Karena selanjutnya saya sudah harus butuh panci. Mencari panci yang cocok ternyata juga sangat sulit. Akhirnya panci apa saja saya tak perduli, walau yang saya temukan itu adalah sebuah panci raksasa yang lebih cocok untuk memasak di dapur umum bagi korban gempa. Padahal, yang saya perlukan sekedar untuk menjerang sebungkus mie. Tetapi, di zaman darurat jangan penuh syarat. Sekali dayung kapal harus menuju pelabuhan. Panci segera saya operasikan. Celakanya prosedur memasak juga tak lagi saya sadari. Benda itu saya taruh di perapian dalam keadaan kosong karena saya fikir air akan segera saya guyurkan. Tetapi di mana letak air itu berada? Sialan, nyelip di sana.

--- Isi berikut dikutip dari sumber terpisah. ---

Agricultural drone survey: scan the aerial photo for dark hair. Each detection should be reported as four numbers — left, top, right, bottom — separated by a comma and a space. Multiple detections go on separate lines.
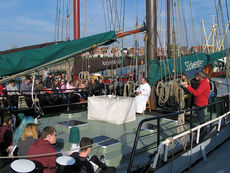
199, 71, 208, 79
80, 137, 93, 151
41, 126, 56, 139
25, 76, 31, 81
9, 79, 14, 83
2, 112, 13, 125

Memang akhirnya, saya temukan. Tetapi, panci yang malang itu telah mengepul ke gerahan dengan aroma alumunium gosong. Keringat mulai merembes di tengkuk saya dan kelaparan ini sudah pelan-pelan berganti kejengkelan. Tetapi, intinya, saya memang berhasil mengatasi kelaparan darurat itu tetapi dengan sebuah perjuangan yang tidak pernah saya bayangkan. Semuanya ini saya sadari semata-mata karena istri tak ada. Ketergantungan saya kepadanya sudah pada taraf keterlaluan dan belum saya putuskan. Ini termasuk berkah atau musibah?

Usai berkeringat, hasil makan mie sambil kepanasan, saya kegerahan dan mandi adalah soal yang saya bayangkan kemudian. Tetapi, aduh, air di bak mandi itu tinggal sedikit sekali dan kotor pula keadaannya. Saya tau, itulah air yang sengaja dibiarkan oleh istri dengan maksud hendak dikuras nanti. Saya menatap genangan air itu sambil termangu. Betapa lama saya sudah tak lagi mengerjakan pekerjaan ini; menguras bak mandi. Tersering memang istri saya dan saya tinggal mandi dalam keadaan air melimpah dengan kebeningan yang menyulut gairah. Telah begitu lama saya hanya terbiasa mandi tetapi tak lagi suka menguras bak mandi. Sebuah kebiasaan yang kemudian menjadi semacam konvensi: pekerjaan itu telah menjadi tugas istri.

Entah kebaikan apa yang melintas dalam benak saya saat itu, saya ingin menghadiahi istri dengan kado kecil itu: biarlah ia pulang sambil melihat pekerjaannya telah saya beresi. Bak mandi itu saya kuras sambil bernyanyi, akan saya sediakan air yang bersih dan melimpah untuknya, tepat ketika ia pulang dalam keadaan lelah dan gerah. Pulang lelah, sambil masih membayangkan menguras bak mandi pasti sebuah musibah. Belum pernah saya menunggu istri pulang dengan perasaan setegang ini. Dan ketika ia datang, lampu kamar mandi saya nyalakan, air yang penuh dan bersih itu saya perlihatkan. Istri saya berteriak dengan sangat gembira. Sementara perasaan saya saat itu, seperti Donald Trumph yang menghadiahi istri mudanya cincin berhias permata.

*Dikutip dari Buku Prie Gs dalam Catatan Harian Penggoda Indonesia halaman 171-173.